Vail(dpa) - Mit dem Super-G der Damen beginnen bei den alpinen Ski-Weltmeisterschaften im US-Bundesstaat Colorado am Dienstag die Medaillenentscheidungen.

Wer beim Saisonhöhepunkt die größten Aussichten auf Plaketten hat, was für eine Atmosphäre erwartet wird und welche Rolle das deutsche Team spielen kann - die Deutsche Presse-Agentur beantwortet die wichtigsten Fragen.

Was wird Lindsey
Vonn
bei ihrer Heim-WM zugetraut?


In ihrer Comeback-Saison nach zwei Kreuzbandrissen wird von der US-Skiikone viel erwartet. Vonn feierte schon fünf Saisonsiege und ist in einer prima Form, in den Speeddisziplinen kommt unter normalen Umständen keine Konkurrentin an die Weltcup-Rekordhalterin heran. Sagenhafte 64 Weltcupsiege hat die 30-Jährige inzwischen gesammelt, WM-Goldmedaillen allerdings erst zwei. In ihrer Heimat dürften, wenn alles normal läuft, eine, wenn nicht sogar zwei weitere dazukommen.

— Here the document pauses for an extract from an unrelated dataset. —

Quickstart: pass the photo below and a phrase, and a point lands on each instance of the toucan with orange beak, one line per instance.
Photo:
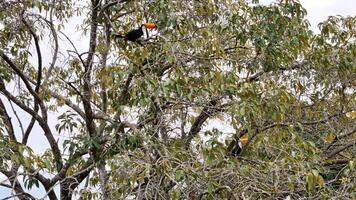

Welche Chancen hat das deutsche Team?


Die Medaillenhoffnungen beschränken sich im Wesentlichen auf zwei Namen: Viktoria Rebensburg und Felix Neureuther. Rebensburg, Riesenslalom-Olympiasiegerin von Vancouver 2010, hat sich inzwischen zu einem Speed-Ass entwickelt und daher neben ihrer eigentlichen Spezialdisziplin Riesenslalom in Super-G und Abfahrt zumindest Außenseiterchancen. Neureuther gilt nach zwei Siegen und fünf weiteren Podestplätzen in acht Weltcup-Torläufen dieser Saison im Slalom als Gold-Kandidat, im Riesenslalom trotz deutlich schwächerer Ausbeute zumindest als Medaillenanwärter. Auch Fritz Dopfer kann in beiden Disziplinen vorne mitfahren.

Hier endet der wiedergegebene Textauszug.